‘The Writing Workshop’ organized at St Agnes College (Autonomous), Mangaluru
Mangaluru: A National Level Workshop on Academic Writing and Research, “The Writing Workshop,” was organized by the PG Department of English, Centre for PG Studies and Research, St Agnes College (Autonomous), Mangaluru, on March 1, 2024, in the conference hall of Sophia Block. The resource people were Ammel Sharon and Diya Deviah, co-directors at The Writing Centre, National Law School of India University, Bengaluru. The workshop provided sessions on active reading, engaging with sources, note-taking, and structuring the research project.
The participants of the workshop included 63 students and 13 scholars and teachers from various institutes across the country. The event began with a prayer, and then the convenor of the event, Ms Joanna Simon, Assistant Professor, PG Department of English, greeted the gathering. The Head (in-charge) of the PG Department of English, Dr Zubaida H., introduced the resource persons. Ammel Sharon is also Project Director of the Queer Archive for Memory, Reflection, and Activism (QAMRA) Archival Project at NLSIU and Andrew W. Mellon Doctoral Fellow. Diya Deviah is also an assistant professor of economics and law at the National Law School of India University, Bangalore. She has an MPhil in Law from the University of Oxford and was a Global Junior Scholar with the Constitutions and Democratic Resilience Project.
In her address, Sr Dr Vinora AC, the Coordinator of the St. Agnes Centre for PG Studies and Research, spoke about how writing unites people and is an effective medium of communication. She encouraged the audience to keep an open mind, to learn, and to embrace challenges. She reiterated the importance of committing to growing and writing, which the workshop symbolized.
The workshop began with a session by Ammel Sharon on active reading. She emphasized the nuances of academic reading and writing. She went on to comprehensively outline the four levels of active reading integral to effective writing, i.e., elementary reading, inspectional reading/systematic skimming, analytical reading, and synoptical reading. She trained the participants to work with a complex text and break down the meaning and context. In other sessions, she highlighted the importance of making notes of a text in a smart way that effectively encapsulates it and can be referred to even after a span of years. She guided the students to do the same using the Cornell note-taking template. She took up active training sessions on how to structure writing and on engaging with the sources. She gave demonstrations on the structural elements of writing, such as title, subheading, name of the author, affiliation of the author, abstract, keywords, introduction, body, conclusion, etc. Handouts and worksheets were used for all the sessions.
Diya Deviah then gave a deeper understanding of the structure of writing, emphasizing that academic work is collaborative and incremental.
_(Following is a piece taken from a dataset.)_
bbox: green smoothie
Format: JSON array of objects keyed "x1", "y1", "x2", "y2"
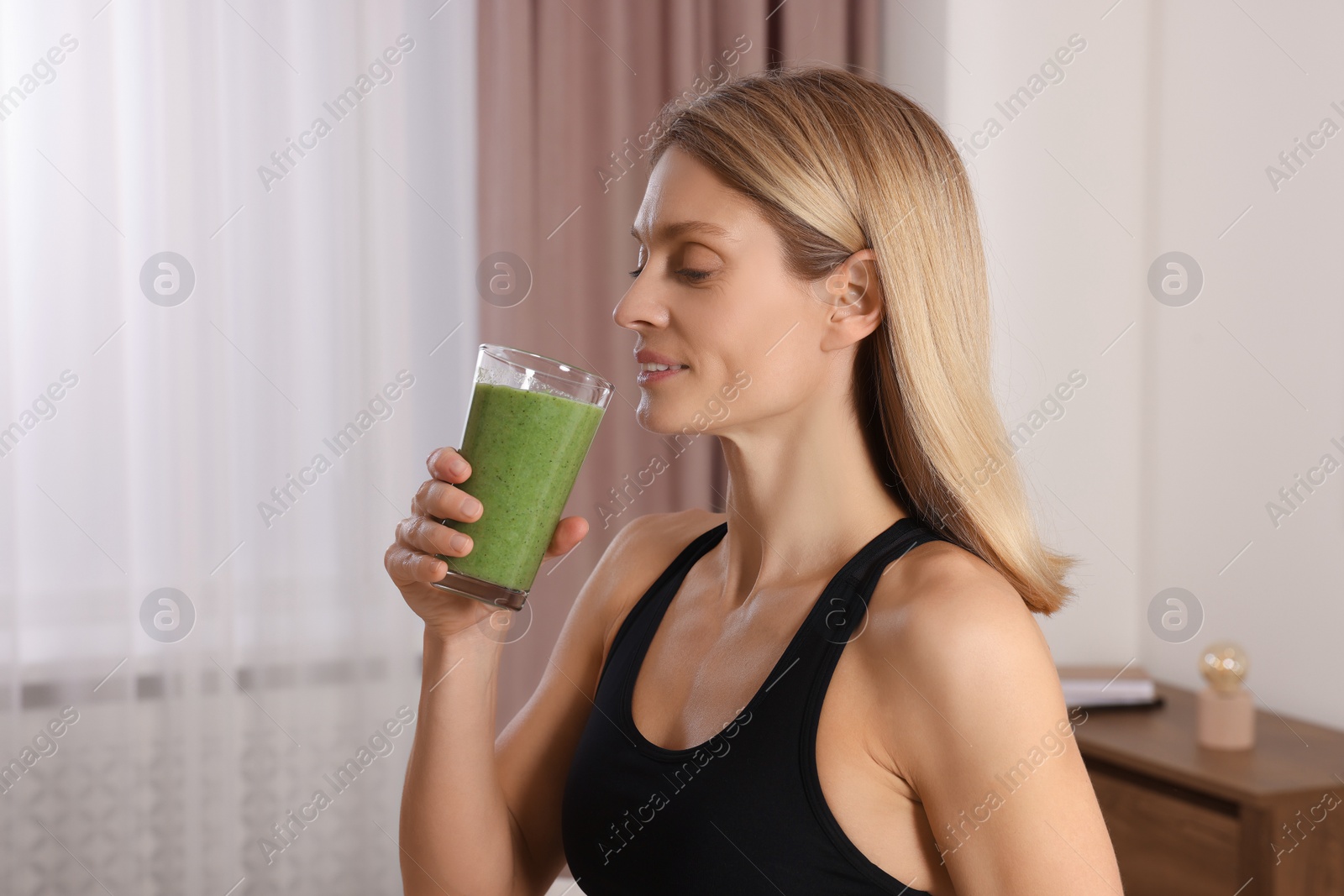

Writing requires incorporating the studies of scholars, and the process of writing necessitates the systematic addition of ideas and arguments. She taught participants to funnel ideas into a concise, high-level summary of the article, called an abstract. She dealt with the role of the paragraph in depth since it is the fundamental unit of an essay. She drew her session to a close by teaching how to write topic sentences.
Ammel Sharon took over to briefly highlight the importance of citations in academic writing.
She emphasized that integrity in academic writing makes a researcher trustworthy. She also provided tips on differentiation between summary, paraphrase, and quotation.
Finally, the resource people engaged in a question-and-answer session to clarify the doubts of participants.
The workshop ended with Ms Raveena Mascarenhas, Assistant Professor, PG Department of English, expressing gratitude to the resource people for their practical teachings, beneficial engagement with participants, and thoughtfulness in the way they designed the module and imparted important aspects of academic reading and writing to the participants.
The participants were mentally enriched and practically equipped by the end of the workshop. They were grateful for the workshop and the knowledge and skills imparted by the resource people.